On friday I attended a double lecture here at Katrinebjerg which had to do with computer games. The speakers were Jesper Juul, a respected Danish game researcher, and Gonzalo Frasca, who apparently is Uruguayan - but I think he majored in the States.
I am very interested in game design and I've also been involved in some courses at Uni on the subject. Though mostly game design with an educational twist. I'm not an avid gamer, although I try to keep informed. I once was, but lately my interest has dwindled a bit. Mostly because of the staggering stagnation (!) in original game material that has been evident during the past few years.
The lecture was fairly good. Jesper Juul was a bit messy in his presentation, but then again 45 minutes is not a hell of a lot when you've got several years worth of academic research to rap about. He had some good ideas about categorizing and defining computer games. I must admit, though, that this activity is getting tired, in my opinion. I don't really understand some game researchers' almost manical preoccupation towards defining computer games in philosophical/descriptive categories.
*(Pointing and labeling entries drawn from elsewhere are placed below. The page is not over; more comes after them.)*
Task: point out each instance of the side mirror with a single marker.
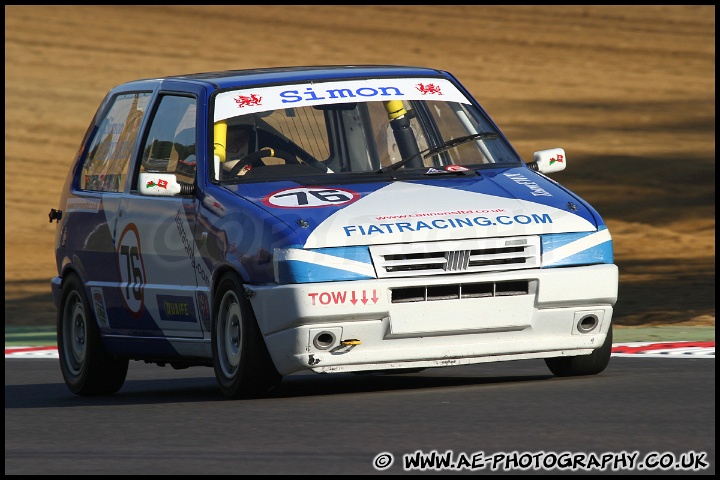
(163, 185)
(548, 161)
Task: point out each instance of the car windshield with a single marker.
(413, 125)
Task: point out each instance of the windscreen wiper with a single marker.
(429, 152)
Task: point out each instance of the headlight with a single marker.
(585, 248)
(297, 265)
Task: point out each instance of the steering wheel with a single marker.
(256, 156)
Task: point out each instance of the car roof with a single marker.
(279, 75)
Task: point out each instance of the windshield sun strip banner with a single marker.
(253, 100)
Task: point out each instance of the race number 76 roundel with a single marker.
(310, 197)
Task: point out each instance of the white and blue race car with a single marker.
(328, 219)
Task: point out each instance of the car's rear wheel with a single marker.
(591, 364)
(86, 367)
(243, 367)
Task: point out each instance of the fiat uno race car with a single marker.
(327, 219)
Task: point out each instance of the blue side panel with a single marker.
(304, 272)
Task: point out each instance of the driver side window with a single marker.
(170, 144)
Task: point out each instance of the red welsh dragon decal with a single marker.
(247, 101)
(429, 88)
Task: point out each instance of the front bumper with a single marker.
(360, 325)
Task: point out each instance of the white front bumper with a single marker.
(380, 335)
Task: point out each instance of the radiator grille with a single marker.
(478, 255)
(459, 291)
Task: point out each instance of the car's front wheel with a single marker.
(86, 367)
(591, 364)
(243, 367)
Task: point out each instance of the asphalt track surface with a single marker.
(660, 408)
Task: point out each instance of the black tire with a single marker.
(243, 367)
(591, 364)
(86, 367)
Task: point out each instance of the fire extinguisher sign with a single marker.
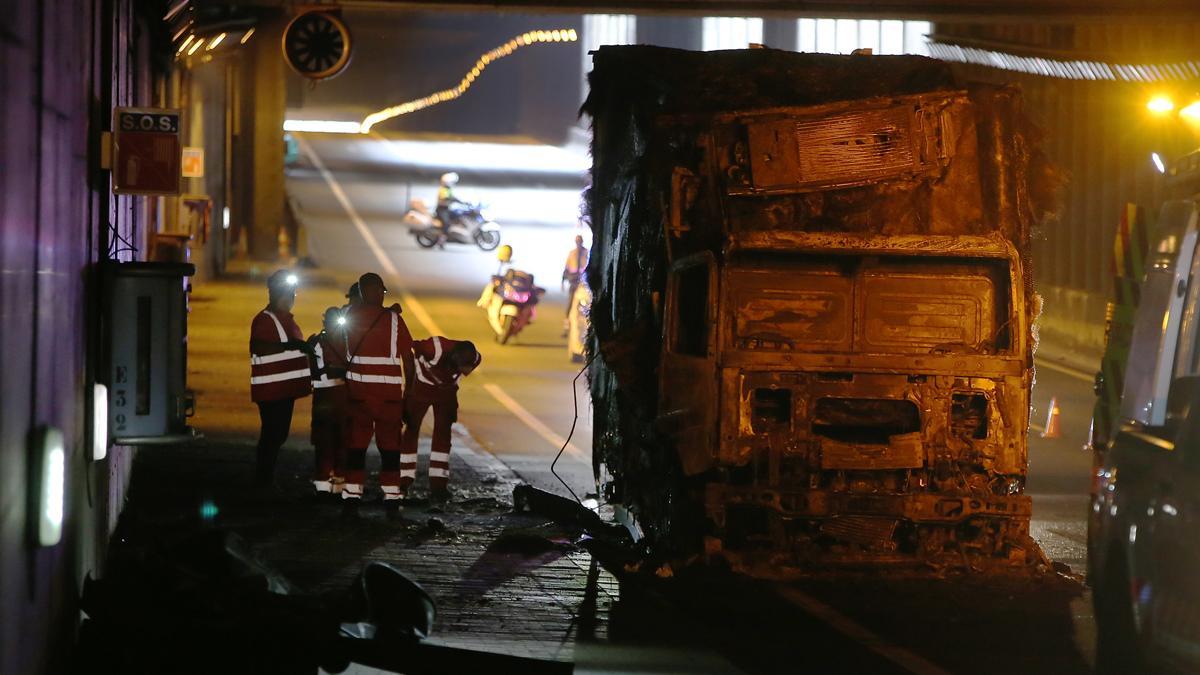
(145, 151)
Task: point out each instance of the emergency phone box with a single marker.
(145, 335)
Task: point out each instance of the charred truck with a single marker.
(813, 308)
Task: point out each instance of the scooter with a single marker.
(468, 225)
(510, 302)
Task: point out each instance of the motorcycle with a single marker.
(468, 225)
(510, 302)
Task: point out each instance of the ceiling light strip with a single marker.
(532, 37)
(1066, 70)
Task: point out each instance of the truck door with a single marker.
(1159, 316)
(688, 387)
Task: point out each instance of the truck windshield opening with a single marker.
(871, 304)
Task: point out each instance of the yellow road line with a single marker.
(844, 625)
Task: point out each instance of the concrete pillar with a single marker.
(263, 108)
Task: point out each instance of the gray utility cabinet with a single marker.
(145, 328)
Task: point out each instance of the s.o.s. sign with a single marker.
(145, 151)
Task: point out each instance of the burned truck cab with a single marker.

As Juul himself said, you'll most likely spend a couple of years creating a great conceptual framework, only to see it all battered either by emerging technologies and/or freak surges of genuinely creative gameplay concepts. So essentially, you have to choose between defending your own definition (losing battle) or constantly redefining it (losing battle). I'd much rather do actual practical experiments and point out interesting observations to be remembered. At least you get to produce something entertaining that way.
This is actually what Frasca seemed to have in mind. I once read some of his articles - and I liked them because they never strayed too far from the practical design situation or the practice of the gamers. Now it seems, he has turned towards political games that make a stance and try to change something through their gameplay. As he pointed out, political games are definitly not new. They are however having a marked rennaissance, especially considering examples like America's Army. You can actually enroll right from the game! Bastards!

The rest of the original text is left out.